Equations 7 and 8 provide the maximum proportion for the backup and exchange option to utilize capacity. Equation 7 requires that the amount of capacity backup be limited to a certain ratio. Since the backup uses the capacity of one fab to support another, to be without limitation would be unfeasible for preventing depletion of the capacity of a fab. Capacity backup usually transfers tools between the fabs to change capacities, and the limitation signifies that only part of these tools can be transferred to support other fabs. Equation 8 also limits capacity exchange decisions, to prevent exhausting the capacity of one technology to sustain another.
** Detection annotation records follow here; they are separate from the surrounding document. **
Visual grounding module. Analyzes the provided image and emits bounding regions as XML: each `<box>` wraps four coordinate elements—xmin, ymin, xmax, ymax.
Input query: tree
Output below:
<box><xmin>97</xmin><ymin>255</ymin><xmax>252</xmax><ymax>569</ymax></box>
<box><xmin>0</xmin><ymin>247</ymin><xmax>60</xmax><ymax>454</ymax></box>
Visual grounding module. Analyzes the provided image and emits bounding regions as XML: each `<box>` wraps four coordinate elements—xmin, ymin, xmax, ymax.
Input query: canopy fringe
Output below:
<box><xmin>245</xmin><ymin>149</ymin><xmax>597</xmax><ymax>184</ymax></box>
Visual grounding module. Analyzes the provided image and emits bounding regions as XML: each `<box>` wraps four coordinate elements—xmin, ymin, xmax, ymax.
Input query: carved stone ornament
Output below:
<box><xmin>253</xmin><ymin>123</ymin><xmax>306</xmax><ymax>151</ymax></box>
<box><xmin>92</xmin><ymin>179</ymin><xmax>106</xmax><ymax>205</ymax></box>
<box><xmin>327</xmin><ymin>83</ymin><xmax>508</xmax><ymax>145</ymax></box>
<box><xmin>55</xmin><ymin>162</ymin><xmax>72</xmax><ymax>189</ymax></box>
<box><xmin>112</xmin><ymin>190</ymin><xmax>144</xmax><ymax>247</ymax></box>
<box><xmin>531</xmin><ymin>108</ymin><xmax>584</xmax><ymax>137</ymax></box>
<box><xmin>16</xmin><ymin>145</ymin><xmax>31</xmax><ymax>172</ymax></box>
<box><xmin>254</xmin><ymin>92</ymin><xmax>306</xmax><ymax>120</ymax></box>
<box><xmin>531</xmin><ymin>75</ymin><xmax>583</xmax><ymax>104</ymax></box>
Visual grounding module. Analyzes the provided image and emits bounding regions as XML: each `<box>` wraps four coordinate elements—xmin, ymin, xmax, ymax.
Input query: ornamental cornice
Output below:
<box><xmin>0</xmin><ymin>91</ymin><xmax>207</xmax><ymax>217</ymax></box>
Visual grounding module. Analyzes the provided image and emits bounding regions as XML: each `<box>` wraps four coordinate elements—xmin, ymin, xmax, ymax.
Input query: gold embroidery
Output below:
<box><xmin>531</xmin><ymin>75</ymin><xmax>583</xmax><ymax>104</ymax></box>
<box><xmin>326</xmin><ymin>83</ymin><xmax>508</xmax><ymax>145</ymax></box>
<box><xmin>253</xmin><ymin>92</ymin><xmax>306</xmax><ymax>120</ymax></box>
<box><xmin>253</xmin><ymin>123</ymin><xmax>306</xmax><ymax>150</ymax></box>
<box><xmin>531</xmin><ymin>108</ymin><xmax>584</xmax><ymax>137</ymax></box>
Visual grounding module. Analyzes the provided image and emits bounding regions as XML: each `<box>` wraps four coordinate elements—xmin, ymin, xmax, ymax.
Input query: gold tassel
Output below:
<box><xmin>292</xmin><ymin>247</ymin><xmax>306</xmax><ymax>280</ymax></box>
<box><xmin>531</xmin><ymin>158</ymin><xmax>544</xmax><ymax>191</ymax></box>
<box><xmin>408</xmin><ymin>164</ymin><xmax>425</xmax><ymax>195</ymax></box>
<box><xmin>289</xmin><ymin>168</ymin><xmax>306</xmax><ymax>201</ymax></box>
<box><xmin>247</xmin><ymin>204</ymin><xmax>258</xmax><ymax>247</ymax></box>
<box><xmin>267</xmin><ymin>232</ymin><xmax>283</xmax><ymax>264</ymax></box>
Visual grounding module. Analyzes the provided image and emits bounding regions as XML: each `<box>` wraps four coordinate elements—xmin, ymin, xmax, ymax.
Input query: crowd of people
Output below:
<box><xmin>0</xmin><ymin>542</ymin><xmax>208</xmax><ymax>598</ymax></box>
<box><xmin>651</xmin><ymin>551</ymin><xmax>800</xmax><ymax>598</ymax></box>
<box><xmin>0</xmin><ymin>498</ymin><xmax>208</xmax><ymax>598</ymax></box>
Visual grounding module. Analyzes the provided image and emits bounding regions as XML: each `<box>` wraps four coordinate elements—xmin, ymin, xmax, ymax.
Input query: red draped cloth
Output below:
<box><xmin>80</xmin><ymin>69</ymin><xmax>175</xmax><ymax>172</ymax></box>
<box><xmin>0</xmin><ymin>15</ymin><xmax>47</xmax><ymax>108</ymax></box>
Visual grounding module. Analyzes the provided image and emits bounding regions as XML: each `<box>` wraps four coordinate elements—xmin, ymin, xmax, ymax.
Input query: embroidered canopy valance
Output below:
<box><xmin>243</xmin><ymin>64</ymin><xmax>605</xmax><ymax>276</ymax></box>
Equation 9 restricts the total production volume to less than the available capacity after capacity backup and exchange. It ensures that the production volume remains in the range achievable by fabs, while product allocation and capacity backup approaches.

The feasibility constraints (1013) limit the ability of fabs to manufacture products. Equation 10 states that the ability to manufacture existing products in the first period is dependent on the original allocation, and can be altered by product transfer decision. When a transfer occurs, the product is removed from fab j and relocated to fab l (i.e., the masks are moved from fab j to fab l), without involving other fabs. Equations 11 and 12 are the constraints for NTOs. NTO allocation affects the ability to manufacture products, and the ability of fabs to produce them is only after a lead time to qualify, which is equal to the time period required to share products. Equation 13 states that production feasibility remains as constant as the previous period when t is smaller than LT i . The only possibility to alter the feasibility is to transfer the product to another fab.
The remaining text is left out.